Pierre et Butch Bouchard

Pierre Bouchard en compagnie de son illustre papa. Ils ont tous les deux porté fièrement les couleurs du Canadien. Ensemble, ils ont gagné neuf coupes Stanley.

Émile «Butch» Bouchard était le plus vieux capitaine du Canadien encore vivant. Des joueurs de son époque, il ne reste plus qu’Elmer Lach, fêté en même temps que lui lors des cérémonies du 100e anniversaire, et Bob Fillion, un ancien ailier droit qui fréquente souvent le salon des Anciens Canadiens.

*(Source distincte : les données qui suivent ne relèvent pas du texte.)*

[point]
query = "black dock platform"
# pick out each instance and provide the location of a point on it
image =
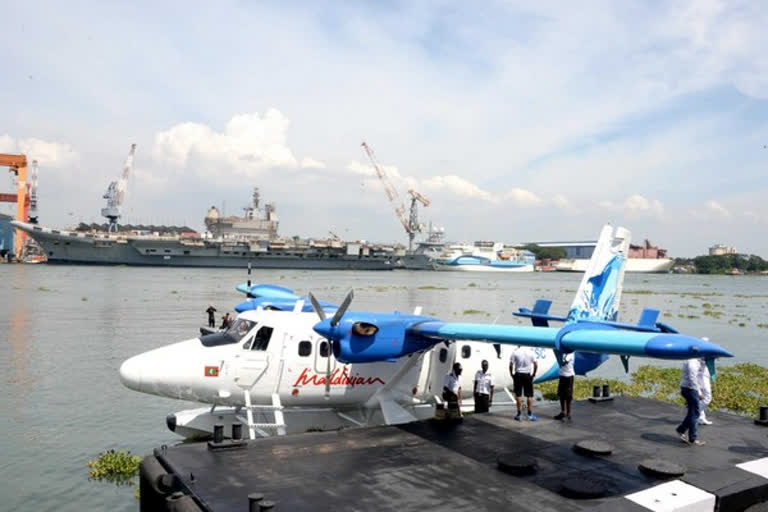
(486, 462)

On pense aussi à  Milt Schmidt, un ancien joueur étoile des Bruins qui vit toujours dans la région de Boston.

LES ÉTUDES D’ABORD

Pierre Bouchard a vu jouer son célèbre papa au début des années 1950, mais il était alors trop jeune pour s’en rappeler.

«J’allais souvent dans le vestiaire avec lui, précise-t-il. Tous les joueurs du Canadien étaient mes idoles, même Callum McKay! C’est évident que papa a été pour moi une source d’inspiration même s’il ne m’a jamais poussé à devenir joueur de hockey.

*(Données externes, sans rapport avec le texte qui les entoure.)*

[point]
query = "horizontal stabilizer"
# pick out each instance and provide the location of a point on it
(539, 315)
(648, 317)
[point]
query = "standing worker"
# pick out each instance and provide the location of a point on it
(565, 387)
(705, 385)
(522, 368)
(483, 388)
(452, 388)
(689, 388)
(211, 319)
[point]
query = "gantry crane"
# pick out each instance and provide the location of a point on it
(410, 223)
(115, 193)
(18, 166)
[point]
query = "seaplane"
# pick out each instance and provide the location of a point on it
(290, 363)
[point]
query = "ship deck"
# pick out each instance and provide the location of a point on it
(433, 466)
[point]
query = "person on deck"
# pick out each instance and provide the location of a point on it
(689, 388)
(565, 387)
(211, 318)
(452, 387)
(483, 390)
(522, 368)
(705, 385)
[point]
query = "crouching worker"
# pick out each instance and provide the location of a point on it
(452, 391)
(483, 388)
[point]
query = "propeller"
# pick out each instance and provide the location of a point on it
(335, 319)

«Il insistait beaucoup sur les études, sans doute parce qu’il n’avait pas eu la chance de fréquenter l’école très longtemps. C’est ainsi que je me suis retrouvé au Collège Laval où j’ai commencé à jouer au hockey sous les ordres de Roland Bleau. Nous avions une très bonne équipe junior B. Tellement que quatre de nos joueurs (Marc Tardif, Pierre Jarry, Jean-Guy Lagacé et moi-même) ont fini par jouer dans la Ligue nationale».

Gros Pierre a ensuite porté les couleurs du National Junior et il a joué pour le Canadien Junior pendant deux ans avant d’être réclamé par le grand club. Il a plus tard connu une belle carrière avec le Tricolore et il a participé à cinq conquêtes de la coupe Stanley sous la gouverne d’Al MacNeil et de l’unique William (Scotty) Bowman.

LA GRÈVE AVEC LE ROCKET

Parfaitement conscient du fait que le hockey était un business et qu’il devait préparer son après-carrière, Butch Bouchard a ouvert un restaurant sur le boulevard de Maisonneuve en 1948. L’aventure a duré 32 ans.

«À sa façon, papa a été avant-gardiste, note Pierre Bouchard. Il s’est blessé sérieusement à un genou en 1948 et ça l’a incité à se lancer en affaires. Peut-être que ça ne faisait pas l’affaire des dirigeants du Canadien, mais il a tenu son bout. Il a vendu son auto, il a emprunté de l’argent et il a foncé.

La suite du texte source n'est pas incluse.